VS Code 1.125 updates included a visual indicator for when Copilot uses additional token budget, plus a simpler workflow to add/install model providers, with notes about enterprise policy controls and plan-based availability. VS Code 1.126 (Insiders) followed with smaller UI refinements, including chat/Agents UI tweaks like spinner alignment, a unified model customization picker for context/reasoning effort, and inline chat renaming.

The broader thread is more explicit model and cost control in the editor, building on last week's VS Code agent telemetry and remote-agent coverage by adding clearer signals for budgeting and configuration alongside observability. Knowing when you're consuming extra budget and having clearer ways to configure models matters if you're rolling Copilot out in an enterprise environment. Related content highlighted “bring your own key” (BYOK) support so developers can use provider API keys without signing in, expanding model choice while changing how teams think about governance and billing.

SSMS 22.7: schema compare, SQL formatting, and better SQLCMD variable support

SQL Server Management Studio (SSMS) 22.7 shipped updates aimed at SQL projects and database DevOps workflows. The release added a graphical schema compare experience, a built-in configurable SQL formatter with format-on-save, and improved SQLCMD variable support in the Publish dialog and via SqlPackage.
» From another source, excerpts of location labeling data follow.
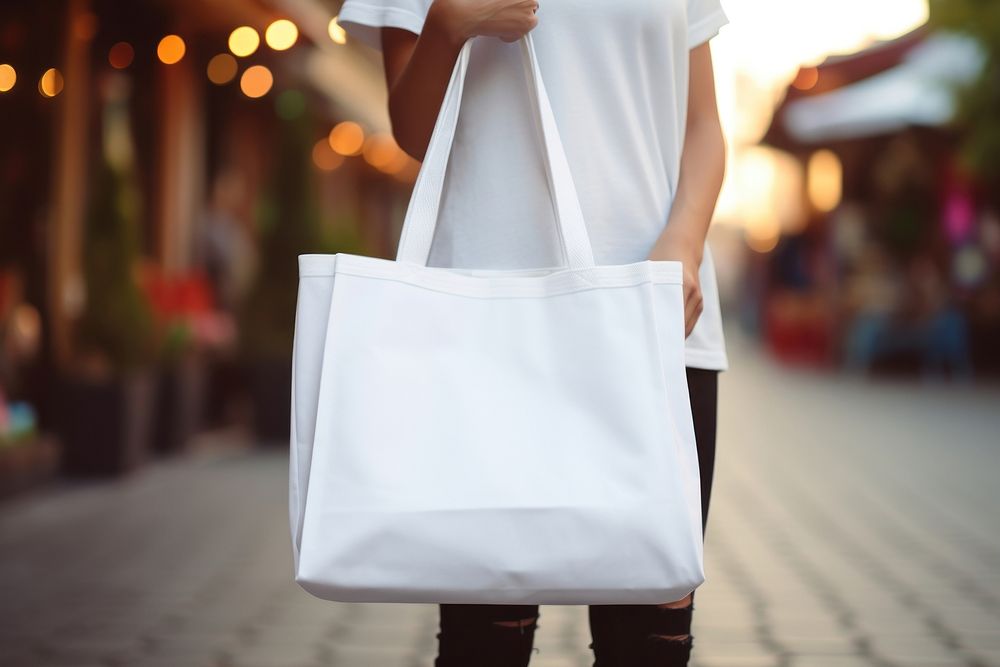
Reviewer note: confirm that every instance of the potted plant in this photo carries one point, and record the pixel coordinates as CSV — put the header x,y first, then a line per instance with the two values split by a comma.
x,y
104,406
288,224
190,329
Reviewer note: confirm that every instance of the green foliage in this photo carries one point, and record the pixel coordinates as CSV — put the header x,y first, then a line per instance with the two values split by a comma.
x,y
289,224
978,117
117,323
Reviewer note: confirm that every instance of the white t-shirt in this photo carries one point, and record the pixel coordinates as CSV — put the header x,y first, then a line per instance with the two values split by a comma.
x,y
617,76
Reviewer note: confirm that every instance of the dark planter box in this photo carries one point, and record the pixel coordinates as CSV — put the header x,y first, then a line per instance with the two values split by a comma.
x,y
270,389
104,425
27,464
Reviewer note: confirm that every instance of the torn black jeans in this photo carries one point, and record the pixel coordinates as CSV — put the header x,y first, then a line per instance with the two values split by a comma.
x,y
623,635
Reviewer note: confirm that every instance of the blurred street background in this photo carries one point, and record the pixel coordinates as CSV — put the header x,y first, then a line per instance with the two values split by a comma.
x,y
163,162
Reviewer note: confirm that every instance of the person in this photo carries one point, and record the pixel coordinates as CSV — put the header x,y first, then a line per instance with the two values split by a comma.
x,y
632,89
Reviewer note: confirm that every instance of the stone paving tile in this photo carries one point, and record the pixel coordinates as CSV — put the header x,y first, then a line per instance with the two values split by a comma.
x,y
852,524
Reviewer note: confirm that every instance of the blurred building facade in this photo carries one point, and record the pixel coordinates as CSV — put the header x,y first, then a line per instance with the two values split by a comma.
x,y
162,165
890,259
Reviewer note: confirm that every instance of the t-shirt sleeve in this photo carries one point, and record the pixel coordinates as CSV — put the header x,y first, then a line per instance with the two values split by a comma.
x,y
705,17
364,19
For teams maintaining DACPAC-based deployments, these changes reduce toolchain fragmentation: schema diffs and consistent formatting can happen inside SSMS, and improved SQLCMD variable handling helps close the gap between local publishing and automated release pipelines (and they fit the same general “reduce review noise” thread we covered last week with dependency graph pruning). If you're standardizing database changes through pull requests, schema compare plus formatting rules can also make reviews easier by reducing noise in diffs.

Other .NET News

VS Code highlighted a lightweight way to render Mermaid diagrams directly in Markdown Preview, notebook Markdown cells, and VS Code Chat via the Mermaid Markdown Features extension. This is a small but useful upgrade for teams that keep architecture notes and runbooks in-repo and want diagrams to render consistently where they write and review.
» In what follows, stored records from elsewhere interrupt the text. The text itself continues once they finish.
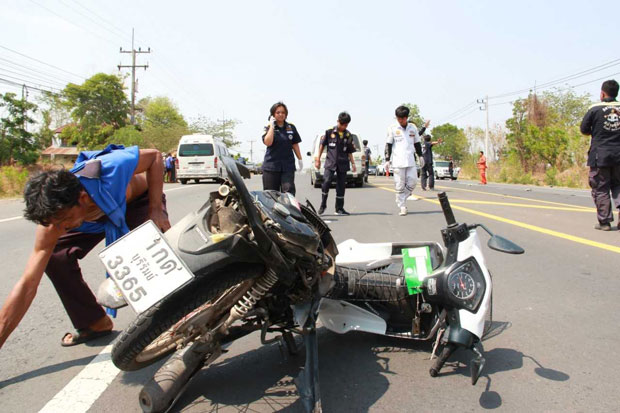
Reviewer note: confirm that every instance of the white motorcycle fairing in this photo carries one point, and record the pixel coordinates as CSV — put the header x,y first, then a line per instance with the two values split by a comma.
x,y
474,322
341,316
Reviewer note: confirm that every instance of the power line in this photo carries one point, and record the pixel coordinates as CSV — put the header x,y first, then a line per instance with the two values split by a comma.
x,y
42,62
550,83
31,77
20,85
15,65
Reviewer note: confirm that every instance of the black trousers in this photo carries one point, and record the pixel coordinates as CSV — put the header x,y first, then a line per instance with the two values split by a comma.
x,y
65,273
279,181
341,183
428,174
604,180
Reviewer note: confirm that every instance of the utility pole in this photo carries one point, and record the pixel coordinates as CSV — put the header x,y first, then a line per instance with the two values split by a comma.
x,y
251,142
486,130
24,97
133,66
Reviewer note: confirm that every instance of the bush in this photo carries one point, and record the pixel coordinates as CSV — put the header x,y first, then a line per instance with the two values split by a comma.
x,y
12,180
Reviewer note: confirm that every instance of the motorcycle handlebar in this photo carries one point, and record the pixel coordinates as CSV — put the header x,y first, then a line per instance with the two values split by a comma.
x,y
447,209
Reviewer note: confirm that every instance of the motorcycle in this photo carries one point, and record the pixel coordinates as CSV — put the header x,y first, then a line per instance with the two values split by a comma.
x,y
260,261
410,291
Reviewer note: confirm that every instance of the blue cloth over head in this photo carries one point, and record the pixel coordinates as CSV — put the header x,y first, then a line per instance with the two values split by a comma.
x,y
105,175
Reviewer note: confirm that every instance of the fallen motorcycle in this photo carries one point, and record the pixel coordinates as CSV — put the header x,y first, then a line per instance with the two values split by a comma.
x,y
411,291
260,261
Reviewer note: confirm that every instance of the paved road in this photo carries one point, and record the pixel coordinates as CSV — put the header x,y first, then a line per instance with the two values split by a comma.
x,y
556,313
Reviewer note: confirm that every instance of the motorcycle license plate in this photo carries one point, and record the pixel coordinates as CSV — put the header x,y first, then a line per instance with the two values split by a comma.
x,y
144,267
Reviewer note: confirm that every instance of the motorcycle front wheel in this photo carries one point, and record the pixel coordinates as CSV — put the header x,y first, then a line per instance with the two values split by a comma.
x,y
156,333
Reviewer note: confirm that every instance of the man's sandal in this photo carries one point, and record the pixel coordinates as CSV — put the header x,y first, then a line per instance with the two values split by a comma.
x,y
83,335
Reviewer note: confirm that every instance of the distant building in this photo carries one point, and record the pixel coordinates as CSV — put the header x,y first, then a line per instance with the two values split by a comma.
x,y
61,152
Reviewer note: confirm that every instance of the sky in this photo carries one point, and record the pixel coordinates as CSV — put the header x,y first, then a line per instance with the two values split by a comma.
x,y
235,59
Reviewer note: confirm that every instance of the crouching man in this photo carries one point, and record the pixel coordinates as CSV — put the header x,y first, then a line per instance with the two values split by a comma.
x,y
105,194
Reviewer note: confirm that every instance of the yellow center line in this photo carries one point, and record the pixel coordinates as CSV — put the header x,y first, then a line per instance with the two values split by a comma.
x,y
512,197
535,228
471,201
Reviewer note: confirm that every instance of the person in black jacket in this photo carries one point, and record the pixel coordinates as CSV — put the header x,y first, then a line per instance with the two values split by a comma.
x,y
340,148
602,122
282,140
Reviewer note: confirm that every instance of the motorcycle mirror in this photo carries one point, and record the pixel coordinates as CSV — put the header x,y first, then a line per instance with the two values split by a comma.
x,y
243,170
501,244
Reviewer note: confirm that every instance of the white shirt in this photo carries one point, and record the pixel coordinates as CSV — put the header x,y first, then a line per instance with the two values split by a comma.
x,y
402,140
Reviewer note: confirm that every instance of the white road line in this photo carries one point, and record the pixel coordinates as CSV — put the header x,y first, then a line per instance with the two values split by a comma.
x,y
10,219
86,387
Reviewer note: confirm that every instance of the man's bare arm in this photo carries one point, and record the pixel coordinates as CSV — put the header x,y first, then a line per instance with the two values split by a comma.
x,y
151,162
24,291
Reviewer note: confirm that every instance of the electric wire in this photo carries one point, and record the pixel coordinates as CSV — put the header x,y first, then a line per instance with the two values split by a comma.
x,y
18,66
32,77
20,85
550,83
42,62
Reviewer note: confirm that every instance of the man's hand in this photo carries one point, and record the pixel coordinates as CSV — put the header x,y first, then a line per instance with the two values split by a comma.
x,y
160,219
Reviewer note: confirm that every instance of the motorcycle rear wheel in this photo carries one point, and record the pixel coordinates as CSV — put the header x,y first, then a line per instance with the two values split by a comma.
x,y
151,336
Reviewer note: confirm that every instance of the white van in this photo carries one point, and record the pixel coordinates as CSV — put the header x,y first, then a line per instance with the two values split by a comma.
x,y
199,158
357,178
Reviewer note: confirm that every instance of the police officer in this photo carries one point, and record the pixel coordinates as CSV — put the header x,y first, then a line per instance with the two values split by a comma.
x,y
403,140
340,148
602,122
367,153
282,140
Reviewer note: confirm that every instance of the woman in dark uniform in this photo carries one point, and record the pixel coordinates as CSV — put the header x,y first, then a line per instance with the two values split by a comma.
x,y
282,140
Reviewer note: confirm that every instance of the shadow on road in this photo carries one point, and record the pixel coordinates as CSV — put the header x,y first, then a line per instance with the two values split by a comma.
x,y
498,360
352,376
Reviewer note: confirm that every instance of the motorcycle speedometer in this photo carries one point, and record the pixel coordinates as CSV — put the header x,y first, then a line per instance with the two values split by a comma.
x,y
461,285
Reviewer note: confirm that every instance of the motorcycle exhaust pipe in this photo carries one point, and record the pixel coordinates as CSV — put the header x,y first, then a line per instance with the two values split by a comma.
x,y
168,384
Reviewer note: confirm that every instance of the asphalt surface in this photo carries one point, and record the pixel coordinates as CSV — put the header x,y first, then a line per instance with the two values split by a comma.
x,y
552,347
A .NET MAUI Community Standup covered the move of .NET MAUI to CoreCLR in .NET 11 and profiling tooling via MAUI Labs, including trade-offs between startup time and APK size. If you ship mobile apps, it is a reminder to validate performance and package size as part of your upgrade testing, not after you move the runtime.
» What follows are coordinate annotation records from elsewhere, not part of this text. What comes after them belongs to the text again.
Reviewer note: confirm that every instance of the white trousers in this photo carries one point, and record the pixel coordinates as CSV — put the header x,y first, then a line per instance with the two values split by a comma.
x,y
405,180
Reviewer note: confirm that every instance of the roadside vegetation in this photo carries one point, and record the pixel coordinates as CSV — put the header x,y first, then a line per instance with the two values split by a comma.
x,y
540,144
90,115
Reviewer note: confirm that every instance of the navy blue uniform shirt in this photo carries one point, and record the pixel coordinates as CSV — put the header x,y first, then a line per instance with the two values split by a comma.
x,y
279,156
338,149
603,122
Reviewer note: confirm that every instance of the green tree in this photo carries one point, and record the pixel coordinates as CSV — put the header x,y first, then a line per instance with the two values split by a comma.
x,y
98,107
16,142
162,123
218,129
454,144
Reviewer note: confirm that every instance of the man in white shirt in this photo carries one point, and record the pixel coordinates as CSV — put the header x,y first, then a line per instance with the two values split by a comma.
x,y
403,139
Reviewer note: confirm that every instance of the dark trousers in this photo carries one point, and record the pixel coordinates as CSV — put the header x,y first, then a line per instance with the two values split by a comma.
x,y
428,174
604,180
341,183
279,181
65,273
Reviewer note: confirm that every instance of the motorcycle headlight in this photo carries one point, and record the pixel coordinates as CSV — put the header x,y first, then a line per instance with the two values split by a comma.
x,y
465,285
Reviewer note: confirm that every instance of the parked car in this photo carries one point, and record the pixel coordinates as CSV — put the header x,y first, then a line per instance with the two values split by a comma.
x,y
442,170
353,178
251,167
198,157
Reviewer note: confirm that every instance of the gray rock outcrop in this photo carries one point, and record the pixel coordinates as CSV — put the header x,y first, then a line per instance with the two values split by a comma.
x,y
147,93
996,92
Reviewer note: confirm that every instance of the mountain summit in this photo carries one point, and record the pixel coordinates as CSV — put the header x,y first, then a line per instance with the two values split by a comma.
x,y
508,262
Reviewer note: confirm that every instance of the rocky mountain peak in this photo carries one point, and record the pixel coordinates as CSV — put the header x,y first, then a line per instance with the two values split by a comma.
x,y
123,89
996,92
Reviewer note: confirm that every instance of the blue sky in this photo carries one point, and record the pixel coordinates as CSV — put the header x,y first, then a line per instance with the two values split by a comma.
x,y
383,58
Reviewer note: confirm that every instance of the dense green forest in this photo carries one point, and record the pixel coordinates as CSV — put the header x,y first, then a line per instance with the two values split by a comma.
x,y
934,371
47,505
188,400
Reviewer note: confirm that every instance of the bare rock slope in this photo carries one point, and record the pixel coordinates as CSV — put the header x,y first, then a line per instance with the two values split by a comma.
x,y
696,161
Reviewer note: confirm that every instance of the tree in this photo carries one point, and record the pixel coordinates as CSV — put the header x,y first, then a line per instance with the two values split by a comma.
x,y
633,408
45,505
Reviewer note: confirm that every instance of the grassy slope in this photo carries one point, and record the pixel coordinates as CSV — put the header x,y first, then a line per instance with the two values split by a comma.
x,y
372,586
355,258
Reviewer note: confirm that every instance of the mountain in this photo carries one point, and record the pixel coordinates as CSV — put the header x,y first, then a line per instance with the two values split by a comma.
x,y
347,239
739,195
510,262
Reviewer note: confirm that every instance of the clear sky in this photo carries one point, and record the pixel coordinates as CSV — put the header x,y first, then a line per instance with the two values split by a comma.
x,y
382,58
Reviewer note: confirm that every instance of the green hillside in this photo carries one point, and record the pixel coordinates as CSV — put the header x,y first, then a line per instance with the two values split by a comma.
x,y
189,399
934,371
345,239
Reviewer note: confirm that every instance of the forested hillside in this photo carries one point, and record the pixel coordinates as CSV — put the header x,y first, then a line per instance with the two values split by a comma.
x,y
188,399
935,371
Modernization strategy content continued with a practical decision-making story around a 2005 WinForms line-of-business app (maintain as legacy vs invest as a modern desktop asset) and guidance on modernizing data-centric systems by migrating the database first behind stable API layers. Together, they reinforce an incremental approach: define what you keep stable (APIs, user workflows), then modernize the parts that unblock cloud-native operations and ongoing delivery (which mirrors last week's modernization theme of planning and assessment before execution).